Despite this, Boitani’s prose style is mostly readable and attractive, if sometimes a little over-expansive or vague, especially at the end of sections and chapters. Occasionally, the sheer range of material covered tempts him into passages of narrative — especially of plot-summary — which are not always effective: ‘In the second Book of Kings, David laments the deaths of Saul and Jonathon, with whom his relationship was, to put it mildly, complex: son, rival, and more than just a brotherly friend’ (p. 121). But at its best, the author’s variation of pace — from extended close readings to swift and shifting juxtapositions across centuries and languages — is well-handled and engaging.

Boitani’s attempt to relate literature and politics, and in particular the appropriation of ancient themes and topoi in modern politically-inflected literature, is by and large successful, and particularly so in his dealings with the earlier 20th century. Perhaps less succesful, though equally interesting, are the gestures he makes towards considering Biblical motifs of flight alongside those of the classical world. In his longest chapter, Chapter 5 on ‘Eagles’, at the heart of the book, his wide-ranging and compelling discussion of the many facets of Dante’s various eagles requires him to include a shorter preparatory passage on eagles in the Old and New Testament and in the early Church fathers (pp. 121-30). B.’s passionate appreciation of Dante is apparent here as elsewhere, but the discussion of the Old Testament motif in particular is, at only four pages, too compressed. (A comparable section on pages 71-4 suffers from the same problem.) Whereas even brief discussions of classical passages are supported by the book’s repeated return throughout its course to key classical texts (Homer, Pindar, Horace, Virgil and Ovid) and their major receptions (chiefly Dante and Milton), the discussion of the Biblical motifs lacks such supportive depth. For this reason, I found that the author’s attempts to relate the classical and Biblical aspects of his central theme among the most suggestive, but also the most frustrating of the book.

This is a work of comparative literature at its most wide-ranging, but it seems appropriate to make a few comments about its interest to classicists in particular.
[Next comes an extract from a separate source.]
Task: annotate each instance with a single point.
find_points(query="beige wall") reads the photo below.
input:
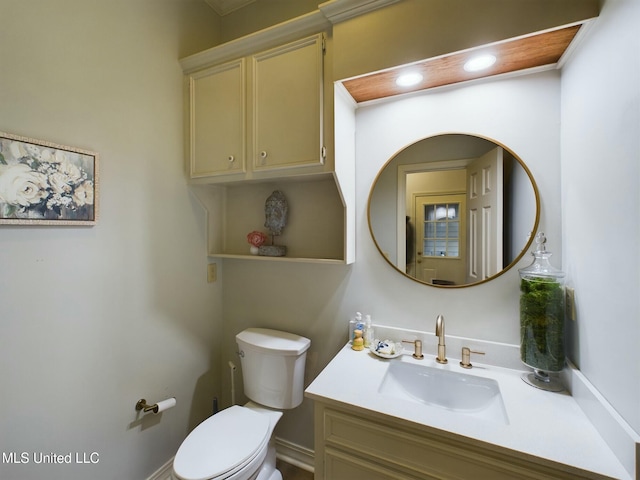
(262, 14)
(94, 318)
Substantial portions of Chapters 3 (‘Hermes’), 4 (‘Halcyons’) and 5 (‘Eagles’) are concerned with ancient Greek and Latin authors. I think it is fair to say that the readings of these individual texts are not themselves particularly original — Boitani is himself scrupulous about noting the works on which he has relied in his notes on these sections — but classicists are likely to find his comparative remarks of interest, and perhaps especially so outside their own particular field of expertise. The author’s love and knowledge of Dante — in whom this project has its origins — is particularly instructive, and so too is Boitani’s acute feeling for the importance of classical tropes and texts in twentieth century politics and art. Many classicists, especially those involved in any aspects of reception, will find stimulus here for new directions in thinking and teaching.

The physical quality of the book is good, and I found only a few typographical errors. Any future edition might consider including a space between the translation and original text of each poetic extract: in the current typesetting it is hard to locate the beginning of the original quoted text.